He's no traitor though. Brothers who would be at the scene of this cover, who would be able to tell the other loyalist Primarchs who survive the Heresy what was going on (not to mention the Astartes who would be there), wouldn't let RG take control of the Imperium should he have been some power-mad uber-traitor. This means that the story, the idea, the image, is something more than it seems.
There's also a nice tension in that Horus was desperate to see Sanguinius dead, not wanting to have to vie with him as head of some new Imperium. It would be a nice irony to see him being put forward as a new leader of a loyalist Imperium Secundus should it ever be necessary. RG's idea, yet he puts himself as second-in-command- that's an interesting wrinkle!

GFP


----------



## Rems (Jun 20, 2011)

Giant Fossil Penguin said:


> We saw Sallies fight UMs on Ultramar, so who the hell knows what Guilliman is up to?

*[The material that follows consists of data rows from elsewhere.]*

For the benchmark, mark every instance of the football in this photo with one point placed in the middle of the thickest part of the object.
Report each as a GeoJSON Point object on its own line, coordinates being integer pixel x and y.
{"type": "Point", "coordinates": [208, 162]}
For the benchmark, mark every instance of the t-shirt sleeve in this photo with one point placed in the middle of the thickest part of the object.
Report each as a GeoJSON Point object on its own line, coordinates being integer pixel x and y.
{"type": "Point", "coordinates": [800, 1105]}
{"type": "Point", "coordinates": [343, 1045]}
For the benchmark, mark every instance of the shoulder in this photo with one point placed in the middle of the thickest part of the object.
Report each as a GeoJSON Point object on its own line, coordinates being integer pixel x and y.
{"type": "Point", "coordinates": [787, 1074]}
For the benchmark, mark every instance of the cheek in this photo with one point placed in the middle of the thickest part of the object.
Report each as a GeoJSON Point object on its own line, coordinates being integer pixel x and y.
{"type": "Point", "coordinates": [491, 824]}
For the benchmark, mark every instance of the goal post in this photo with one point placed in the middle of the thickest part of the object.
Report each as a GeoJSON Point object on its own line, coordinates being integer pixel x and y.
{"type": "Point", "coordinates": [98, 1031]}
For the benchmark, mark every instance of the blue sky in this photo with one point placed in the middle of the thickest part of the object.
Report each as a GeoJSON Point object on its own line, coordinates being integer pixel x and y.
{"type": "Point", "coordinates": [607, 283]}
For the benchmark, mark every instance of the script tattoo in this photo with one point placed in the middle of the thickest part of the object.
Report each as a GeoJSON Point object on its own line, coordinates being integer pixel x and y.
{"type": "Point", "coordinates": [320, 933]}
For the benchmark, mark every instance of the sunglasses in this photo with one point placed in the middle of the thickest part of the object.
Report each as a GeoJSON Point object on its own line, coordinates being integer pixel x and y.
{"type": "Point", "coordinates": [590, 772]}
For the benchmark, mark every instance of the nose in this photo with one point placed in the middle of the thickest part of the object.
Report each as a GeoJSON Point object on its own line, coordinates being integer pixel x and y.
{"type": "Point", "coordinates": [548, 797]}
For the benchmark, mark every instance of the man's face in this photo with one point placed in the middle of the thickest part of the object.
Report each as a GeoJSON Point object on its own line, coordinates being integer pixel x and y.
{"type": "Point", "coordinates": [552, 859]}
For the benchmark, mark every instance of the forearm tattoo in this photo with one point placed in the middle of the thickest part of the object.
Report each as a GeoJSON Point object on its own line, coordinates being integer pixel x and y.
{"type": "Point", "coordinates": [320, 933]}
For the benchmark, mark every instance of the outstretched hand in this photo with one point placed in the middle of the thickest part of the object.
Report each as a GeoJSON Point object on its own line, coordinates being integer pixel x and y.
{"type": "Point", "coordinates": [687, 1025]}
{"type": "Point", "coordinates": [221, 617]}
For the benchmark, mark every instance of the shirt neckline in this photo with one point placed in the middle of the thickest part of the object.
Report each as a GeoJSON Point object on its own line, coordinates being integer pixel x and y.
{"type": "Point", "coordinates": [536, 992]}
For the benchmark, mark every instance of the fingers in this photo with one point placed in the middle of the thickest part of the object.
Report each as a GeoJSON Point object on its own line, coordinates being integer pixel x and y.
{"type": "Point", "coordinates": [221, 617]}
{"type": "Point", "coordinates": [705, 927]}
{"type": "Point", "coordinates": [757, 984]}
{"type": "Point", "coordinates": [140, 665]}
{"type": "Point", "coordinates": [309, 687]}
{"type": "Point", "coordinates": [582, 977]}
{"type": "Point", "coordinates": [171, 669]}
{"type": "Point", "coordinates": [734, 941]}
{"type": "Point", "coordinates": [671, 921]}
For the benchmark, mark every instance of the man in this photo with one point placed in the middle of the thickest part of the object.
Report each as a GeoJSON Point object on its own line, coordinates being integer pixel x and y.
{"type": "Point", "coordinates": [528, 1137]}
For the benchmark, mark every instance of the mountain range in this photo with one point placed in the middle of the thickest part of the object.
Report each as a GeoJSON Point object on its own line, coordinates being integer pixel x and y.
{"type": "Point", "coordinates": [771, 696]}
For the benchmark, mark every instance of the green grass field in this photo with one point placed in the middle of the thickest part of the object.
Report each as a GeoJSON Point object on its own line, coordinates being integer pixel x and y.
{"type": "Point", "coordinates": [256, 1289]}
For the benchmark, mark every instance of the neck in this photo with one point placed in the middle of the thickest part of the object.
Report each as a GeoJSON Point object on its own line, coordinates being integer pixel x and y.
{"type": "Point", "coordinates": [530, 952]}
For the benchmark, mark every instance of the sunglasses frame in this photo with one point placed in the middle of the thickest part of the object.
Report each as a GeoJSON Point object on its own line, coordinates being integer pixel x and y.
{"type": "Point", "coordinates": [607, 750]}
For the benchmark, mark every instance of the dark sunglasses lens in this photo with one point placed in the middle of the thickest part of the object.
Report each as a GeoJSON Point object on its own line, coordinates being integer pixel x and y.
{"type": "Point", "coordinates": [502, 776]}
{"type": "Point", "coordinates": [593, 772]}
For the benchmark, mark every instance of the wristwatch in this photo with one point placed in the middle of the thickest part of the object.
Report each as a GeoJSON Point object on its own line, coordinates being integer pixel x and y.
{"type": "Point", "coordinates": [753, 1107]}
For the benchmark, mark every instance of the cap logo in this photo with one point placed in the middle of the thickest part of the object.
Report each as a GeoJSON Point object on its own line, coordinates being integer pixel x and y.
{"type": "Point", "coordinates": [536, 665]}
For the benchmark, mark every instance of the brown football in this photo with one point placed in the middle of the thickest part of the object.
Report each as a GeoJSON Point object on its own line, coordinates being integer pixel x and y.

Those were Ultramarines dressed and fighting as Salamanders, it was all a training exercise. It was Guilliman testing the Codex Astartes. He didn't know how the Heresy would pan out and needed to plan for all variables.


----------



## piemelke (Oct 13, 2010)

I am looking forward to the book, what Dan did with know no fear was great, and maybe give the BA somewhat more cachet, however I do not look forward to this 2nd empirium thing, this is starting to feel like dallas or dynasty


----------



## Giant Fossil Penguin (Apr 11, 2009)

Rems, I know that they were UMs dressed up. I was getting at the fact that at the beginning of the story, it does seem as if the Sallies are fighting the UM only for the later reveal. This image might parallel that, in that we see an actual Sanguinius-headed Imperium Secundus, but the reality of it is only later revealed and makes things somewhat more complicated.
Should be interesting, anyhow!

GFP


----------